Судили девочек, от нечего делать избивавших друг друга. Дрались от скуки и от избытка энергии. Других интересов не было. Одурь бессмысленного быта, бессмысленной стройки. Советская «власть тьмы». Девочек играли актрисы МХАТ и реальные детдомовки. Гинкас строил игруна точно угаданной и тонко обыгранной типажности. В пространстве Малой сцены он пользовался в основном крупными планами. С этой целью внутри мхатовской труппы он произвел раскопки, открыв для себя двух замечательных характерных артистов — Брониславу Захарову (она играла мать одной из девочек) и Владимира Кашпура, который играл судью. Броня Захарова приносила с собой стихию темного пьяного косноязычного быта. Кашпур же виртуозно лепил образ правоверного советского отставника, получившего задание исправить весь мир и свято верящего в свою миссию.
Живая жизнь завораживала публику, но под финал обрывалась нотой острой боли. Судья — Кашпур отпускал девочек на свободу. Отпускал вопреки закону, переступал этот закон, вероятно, первый раз в жизни. «Как будущих советских матерей» отпускал. Эту фразу про матерей он извлекал откуда-то из подсознания, бросал ее не в зал судебного заседания, а как бы в целый мир, лицо его сморщивалось гримасой боли. Плакать он не умел, должность не позволяла.
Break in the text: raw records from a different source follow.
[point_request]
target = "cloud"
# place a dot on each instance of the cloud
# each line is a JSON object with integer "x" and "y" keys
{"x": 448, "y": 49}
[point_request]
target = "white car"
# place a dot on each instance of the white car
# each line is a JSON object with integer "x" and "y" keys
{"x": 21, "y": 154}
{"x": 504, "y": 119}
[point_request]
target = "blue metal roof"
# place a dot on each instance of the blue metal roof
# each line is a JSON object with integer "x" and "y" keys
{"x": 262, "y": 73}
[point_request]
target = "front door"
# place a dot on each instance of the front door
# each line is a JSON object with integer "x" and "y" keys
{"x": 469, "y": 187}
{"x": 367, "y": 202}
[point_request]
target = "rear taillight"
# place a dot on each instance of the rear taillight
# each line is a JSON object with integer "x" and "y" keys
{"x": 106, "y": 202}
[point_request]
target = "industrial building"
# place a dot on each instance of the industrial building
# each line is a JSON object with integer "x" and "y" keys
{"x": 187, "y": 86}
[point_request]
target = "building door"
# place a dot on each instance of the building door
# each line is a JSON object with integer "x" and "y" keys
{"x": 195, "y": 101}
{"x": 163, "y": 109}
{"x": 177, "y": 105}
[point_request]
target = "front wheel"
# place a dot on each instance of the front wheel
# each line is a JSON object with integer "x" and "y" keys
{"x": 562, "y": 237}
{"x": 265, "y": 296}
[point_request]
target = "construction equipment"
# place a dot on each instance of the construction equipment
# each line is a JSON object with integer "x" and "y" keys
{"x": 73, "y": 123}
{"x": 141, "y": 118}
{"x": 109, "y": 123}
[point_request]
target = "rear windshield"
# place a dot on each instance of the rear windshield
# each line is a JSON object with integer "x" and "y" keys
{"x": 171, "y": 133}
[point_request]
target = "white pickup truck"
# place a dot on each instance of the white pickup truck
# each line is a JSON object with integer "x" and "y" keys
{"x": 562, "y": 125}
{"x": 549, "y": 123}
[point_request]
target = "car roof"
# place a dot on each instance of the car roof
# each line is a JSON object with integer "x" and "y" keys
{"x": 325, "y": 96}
Резкий и терпкий натурализм, погруженный в игровую стихию, — формула режиссерского стиля Гинкаса. Таким кружным путем он выходит к постановке «последних вопросов». В спектакле «Казнь декабристов» публику ведут в игровое пространство указатели «На казнь» — типичная для режиссера двусмыслица, которая держит его театр. Предметом игры у него становится страдание, последние минуты человека перед казнью и сама казнь. «Все, все что гибелью грозит», вызывает у режиссера прилив театральной энергии. Он работает в зоне мифологии, полагает, что только миф передает правду человеческого существования — «в нем слышен не ледяной тон некоего верховного жреца, а глупое, живое дыхание человека»14.
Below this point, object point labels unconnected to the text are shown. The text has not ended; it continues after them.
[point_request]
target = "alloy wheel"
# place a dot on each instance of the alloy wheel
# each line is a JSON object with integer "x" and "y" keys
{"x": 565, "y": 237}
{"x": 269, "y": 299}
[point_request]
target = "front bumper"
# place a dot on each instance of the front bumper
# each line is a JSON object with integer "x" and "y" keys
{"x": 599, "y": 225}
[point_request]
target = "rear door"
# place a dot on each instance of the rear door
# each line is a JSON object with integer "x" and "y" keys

Такого рода «дыхание» он обнаружил у Достоевского. Тут не идейное родство, а близость основного жизненного переживания, того, что Станиславский именовал «аффективной памятью». Осужденный на казнь автор «Бедных людей», приготовленный к смерти и помилованный за несколько секунд до гибели, всю свою дальнейшую литературную жизнь занимался одним вопросом: «Что же с душой в эту минуту делается?». Кама Гинкас смотрит в эту сторону неотрывно. В интервью в связи со спектаклем «Казнь декабристов» он сообщил журналистке любопытный факт своей биографии: «На втором курсе я поставил спектакль «Ночной разговор с человеком, которого презираешь» по Дюрренматту. Палач приходит ночью на квартиру к писателю, чтобы его убить. Для мудрого писателя палач — безграмотное быдло, машина, которая выполняет грязную государственную работу. Писатель оскорбляет палача, буквально плюет ему в лицо. Но неожиданно палач оказывается опытнее в таком немаловажном деле, как умирание. И он грустно и терпеливо учит писателя, как надо умирать...»15.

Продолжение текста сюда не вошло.